Mark:  NL have seem that if the disk is about 70%, you get decrease in throughput

Andrew: fragmentation problems as well

·         Giuseppe will write a document summarising the load-balancing used for the SC



Network arrived late in the day. 2 x 1Gb link. Couldn't achieve more than 75-85 Mb/s

Had problem with UDP about 750Mb/s - above that packet loss is high

UKLIGHT concluded that the link had been underprovisioned

Link reprovisioned - now can get 1Gb/s

DANTONG: you can see performance problems with agregate links

Mark: How is the agregation done

Andrew: IPv4 XOR'ing of IP addresses. Complications due to another aggregate 2x1Gb at RAL end.

Mark: We saw similar problems with out etherbundling


Andrew: would like to go to SRM.  Also trying to get the gridftp servers to get connections from both production and UKLIGHT network.

James: We need to see how we do this multiple connection to the storage cluster

Andrew: We want


Mark - 950MB iperf single node


Aggregate 200MB/s across hosts with directed transfers to specific disks -not tuned hosts.  Saw hosts crashing and bad performance once started doing radiant transfers. Was due to buffer cache again - became more stable. Saw that data was kept 50 seconds in memory before being written to disk. After tuning only kept in memory for 5 seconds.  Flushd was waking up every 2.5 seconds


Had to schedule transfers across disks as well as nodes. 

Saw some movement of transfers across to a single node. This killed the aggregate performance


Problem with scheduling agent - saw db was down.

James: Saw problems with central  db service

Also, don't want to put FS and host knowledge into scheduler - this should be a site issue to put SRM, etc...


Mark:  Create single FS on nodes as a response


Best performance with single stream transfers.

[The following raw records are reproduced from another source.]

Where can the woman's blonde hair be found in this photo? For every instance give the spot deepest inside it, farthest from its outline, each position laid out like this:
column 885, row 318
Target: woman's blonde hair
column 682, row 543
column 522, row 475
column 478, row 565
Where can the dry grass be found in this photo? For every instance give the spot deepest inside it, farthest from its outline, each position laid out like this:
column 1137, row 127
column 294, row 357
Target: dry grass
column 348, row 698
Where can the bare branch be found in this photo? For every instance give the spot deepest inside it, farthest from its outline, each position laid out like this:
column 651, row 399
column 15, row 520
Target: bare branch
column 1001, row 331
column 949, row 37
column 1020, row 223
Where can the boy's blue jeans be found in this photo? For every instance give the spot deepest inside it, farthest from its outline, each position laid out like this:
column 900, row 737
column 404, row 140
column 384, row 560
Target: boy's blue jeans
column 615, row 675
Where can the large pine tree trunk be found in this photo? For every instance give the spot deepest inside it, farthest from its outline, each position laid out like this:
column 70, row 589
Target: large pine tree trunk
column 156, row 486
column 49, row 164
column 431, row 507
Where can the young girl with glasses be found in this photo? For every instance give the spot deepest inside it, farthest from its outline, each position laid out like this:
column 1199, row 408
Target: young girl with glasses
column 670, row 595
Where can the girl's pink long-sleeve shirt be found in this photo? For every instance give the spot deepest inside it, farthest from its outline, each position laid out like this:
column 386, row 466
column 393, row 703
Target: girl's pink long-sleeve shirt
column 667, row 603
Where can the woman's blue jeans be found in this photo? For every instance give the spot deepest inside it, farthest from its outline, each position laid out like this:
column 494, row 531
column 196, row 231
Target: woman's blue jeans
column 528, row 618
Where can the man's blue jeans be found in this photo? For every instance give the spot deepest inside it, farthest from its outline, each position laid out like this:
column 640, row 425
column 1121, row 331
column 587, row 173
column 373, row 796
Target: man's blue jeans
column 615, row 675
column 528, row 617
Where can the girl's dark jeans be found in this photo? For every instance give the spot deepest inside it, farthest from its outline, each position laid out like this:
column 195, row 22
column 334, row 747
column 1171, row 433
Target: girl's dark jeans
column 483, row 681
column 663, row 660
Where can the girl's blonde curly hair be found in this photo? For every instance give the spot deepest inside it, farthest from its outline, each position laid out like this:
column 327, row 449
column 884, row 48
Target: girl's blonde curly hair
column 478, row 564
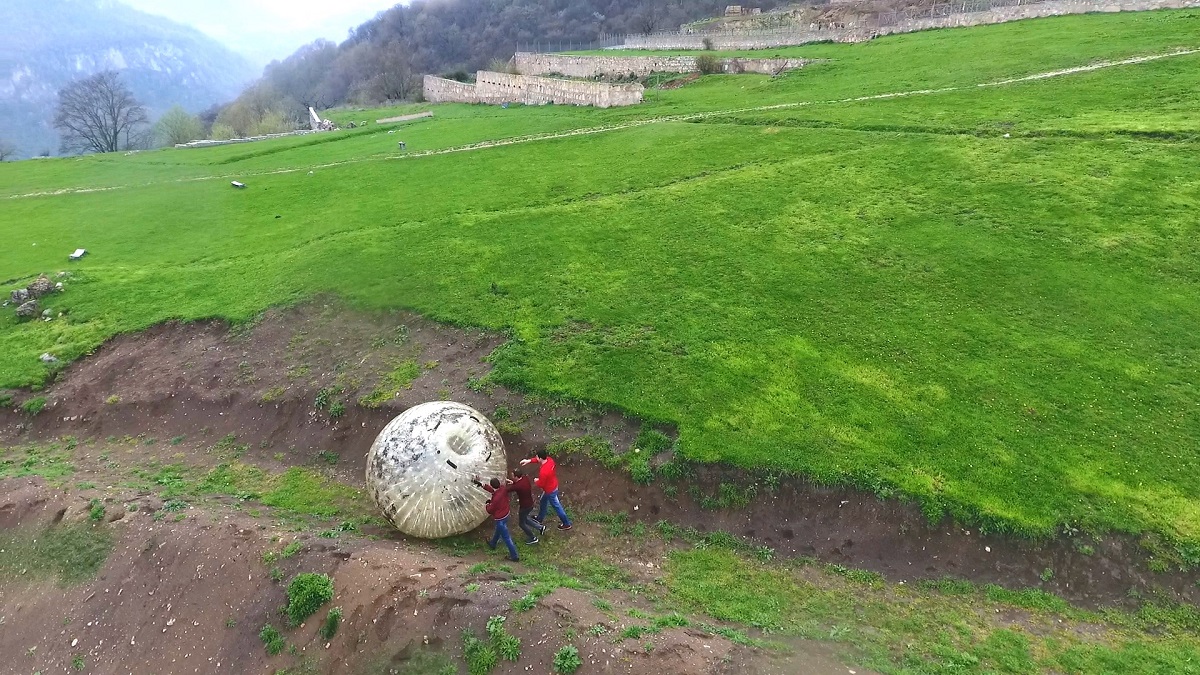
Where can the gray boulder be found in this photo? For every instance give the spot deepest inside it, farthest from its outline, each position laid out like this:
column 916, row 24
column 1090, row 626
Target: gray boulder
column 41, row 286
column 28, row 310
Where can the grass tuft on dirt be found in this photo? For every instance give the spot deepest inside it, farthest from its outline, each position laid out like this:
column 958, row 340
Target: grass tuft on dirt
column 70, row 554
column 306, row 593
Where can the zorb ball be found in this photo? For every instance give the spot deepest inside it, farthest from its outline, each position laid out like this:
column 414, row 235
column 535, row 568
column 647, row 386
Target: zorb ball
column 420, row 469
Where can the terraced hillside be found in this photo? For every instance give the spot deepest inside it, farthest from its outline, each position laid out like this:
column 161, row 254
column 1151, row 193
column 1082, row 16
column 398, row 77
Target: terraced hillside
column 957, row 267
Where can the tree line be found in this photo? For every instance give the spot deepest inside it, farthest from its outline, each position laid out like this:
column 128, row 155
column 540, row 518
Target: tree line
column 381, row 61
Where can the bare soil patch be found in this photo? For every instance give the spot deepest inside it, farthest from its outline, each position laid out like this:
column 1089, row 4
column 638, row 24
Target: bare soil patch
column 259, row 383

Cert got revoked before end of lifetime and stopped jobs running


Bug in radiant that needs a grid-cert for job submission, when there was ones in myproxy - should be passed forward to glite team





Mark:  What is the layout and configurations of sites.  What is amount of data for SC3.  What is the ramp-up for the production phase.


James:  We need to work on this as well.  Perhaps a future phonecon (2 weeks time?) should be dedicated to this issue?